What we can trust is Biden's long consistency on many issues.  There are no surprises.   He is a steady hand at the wheel. Revenge is not a tool he has used; willing to forge coalitions and bipartisan agreements with those who may not have supported him on other issues. He has always favored hard-working blue and middle-class folks if he favored an economic group or demographic.

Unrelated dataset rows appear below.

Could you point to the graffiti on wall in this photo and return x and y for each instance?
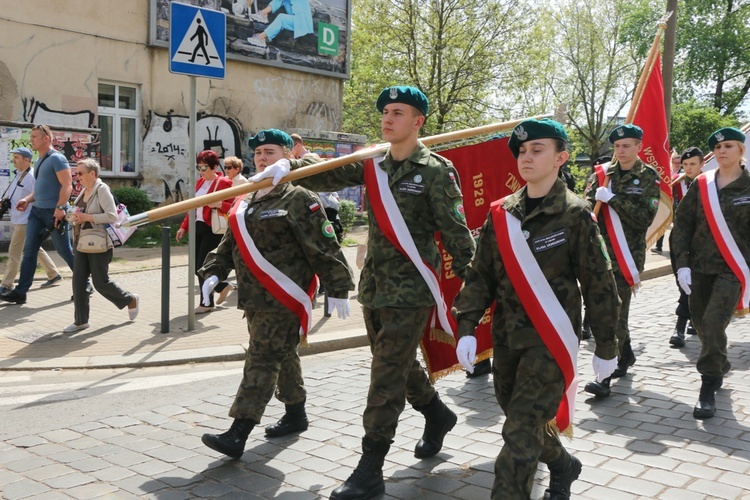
(165, 151)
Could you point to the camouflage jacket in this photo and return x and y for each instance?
(290, 229)
(426, 190)
(693, 245)
(578, 256)
(636, 202)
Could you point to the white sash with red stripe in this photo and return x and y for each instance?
(393, 226)
(617, 239)
(541, 305)
(723, 237)
(277, 283)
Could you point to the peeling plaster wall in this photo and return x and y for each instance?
(51, 63)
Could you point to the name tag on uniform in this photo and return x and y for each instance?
(549, 241)
(271, 214)
(411, 187)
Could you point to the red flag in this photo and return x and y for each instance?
(651, 116)
(487, 172)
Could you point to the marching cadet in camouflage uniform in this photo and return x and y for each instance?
(397, 301)
(564, 238)
(290, 230)
(633, 193)
(702, 270)
(692, 162)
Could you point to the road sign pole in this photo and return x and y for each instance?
(191, 223)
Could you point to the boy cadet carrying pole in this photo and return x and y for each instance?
(411, 194)
(535, 248)
(630, 203)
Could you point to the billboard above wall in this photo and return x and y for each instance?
(300, 35)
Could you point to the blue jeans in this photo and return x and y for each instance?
(41, 222)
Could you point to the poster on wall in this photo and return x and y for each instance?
(301, 35)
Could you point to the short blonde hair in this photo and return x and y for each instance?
(91, 165)
(233, 161)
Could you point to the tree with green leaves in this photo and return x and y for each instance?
(454, 51)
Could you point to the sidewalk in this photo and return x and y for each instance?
(31, 335)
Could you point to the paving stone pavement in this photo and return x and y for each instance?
(642, 442)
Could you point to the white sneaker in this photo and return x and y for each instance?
(75, 328)
(225, 293)
(133, 311)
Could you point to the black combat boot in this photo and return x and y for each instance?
(562, 473)
(439, 420)
(706, 405)
(586, 328)
(678, 337)
(599, 389)
(691, 329)
(626, 361)
(367, 479)
(481, 368)
(232, 442)
(294, 420)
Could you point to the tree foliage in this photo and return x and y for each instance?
(452, 50)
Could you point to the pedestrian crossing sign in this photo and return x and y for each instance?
(197, 41)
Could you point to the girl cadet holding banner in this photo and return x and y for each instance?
(711, 246)
(536, 246)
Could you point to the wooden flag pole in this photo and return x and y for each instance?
(199, 201)
(638, 94)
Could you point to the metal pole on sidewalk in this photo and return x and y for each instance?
(166, 237)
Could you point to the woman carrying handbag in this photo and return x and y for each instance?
(92, 210)
(207, 217)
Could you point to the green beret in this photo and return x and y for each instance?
(725, 134)
(270, 136)
(407, 95)
(628, 131)
(691, 152)
(532, 129)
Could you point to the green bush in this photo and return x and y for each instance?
(347, 214)
(136, 200)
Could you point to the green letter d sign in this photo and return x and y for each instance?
(328, 39)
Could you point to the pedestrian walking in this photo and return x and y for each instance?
(280, 239)
(711, 239)
(630, 203)
(417, 191)
(536, 246)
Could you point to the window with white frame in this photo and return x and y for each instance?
(119, 111)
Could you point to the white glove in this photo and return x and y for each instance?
(277, 171)
(603, 368)
(466, 352)
(341, 306)
(604, 194)
(684, 279)
(208, 286)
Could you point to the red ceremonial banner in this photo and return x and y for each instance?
(487, 172)
(651, 116)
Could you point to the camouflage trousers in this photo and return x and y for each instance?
(271, 364)
(712, 303)
(622, 331)
(529, 387)
(395, 374)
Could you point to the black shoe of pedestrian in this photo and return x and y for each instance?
(706, 406)
(560, 479)
(367, 479)
(599, 389)
(691, 329)
(294, 420)
(439, 420)
(482, 368)
(232, 442)
(14, 297)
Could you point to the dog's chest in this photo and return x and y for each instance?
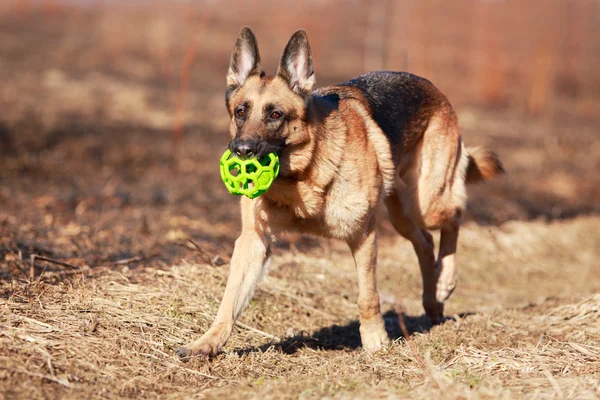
(345, 209)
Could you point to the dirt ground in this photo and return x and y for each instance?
(113, 254)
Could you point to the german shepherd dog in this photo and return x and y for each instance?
(382, 137)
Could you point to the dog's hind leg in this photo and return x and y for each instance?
(446, 264)
(372, 328)
(423, 244)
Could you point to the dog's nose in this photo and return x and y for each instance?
(244, 149)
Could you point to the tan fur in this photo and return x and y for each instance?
(337, 167)
(483, 165)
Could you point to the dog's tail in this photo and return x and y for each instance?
(483, 165)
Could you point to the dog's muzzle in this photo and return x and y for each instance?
(253, 148)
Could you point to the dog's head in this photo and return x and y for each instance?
(268, 113)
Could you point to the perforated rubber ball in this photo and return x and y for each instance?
(250, 177)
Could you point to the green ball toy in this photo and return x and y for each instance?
(250, 177)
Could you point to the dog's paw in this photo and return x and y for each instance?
(374, 336)
(200, 350)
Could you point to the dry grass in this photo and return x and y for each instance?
(113, 331)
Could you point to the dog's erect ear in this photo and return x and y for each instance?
(245, 59)
(296, 66)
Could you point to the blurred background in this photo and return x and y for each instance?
(112, 114)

Tax policies should work to their benefit.  Trump gave huge benefits to the rich with his tax cuts and pledges to keep them if re-elected. No surprises there.  Biden thinks that inclusiveness and minorities deserve a leg up. He has a lifetime of civil rights support. No surprises there, either. Impious Trump is recently invoking God and their ideology, forging alliances with white Christian nationalists supporting favoritism to those practitioners at the exclusion of "others.".. Biden, lifetime practitioner and follower of Catholicism. is no instant conversion.  Biden has always believed that foreign policy and national security depend on strong alliances and recognizing those who are our adversaries.  Boot-licking and flattereyTrump sees his own ticket to governing and putting America First. He lusts after the power dictators like Putin and Orban have. He seems to see the US becoming their satellite and fellow traveler is the best route for American security. After having been in a position to gain wisdom for 50 years of leadership as a Vice President and head of foreign relations committees in the Senate, Biden is no fool. He has been consistent. No surprises.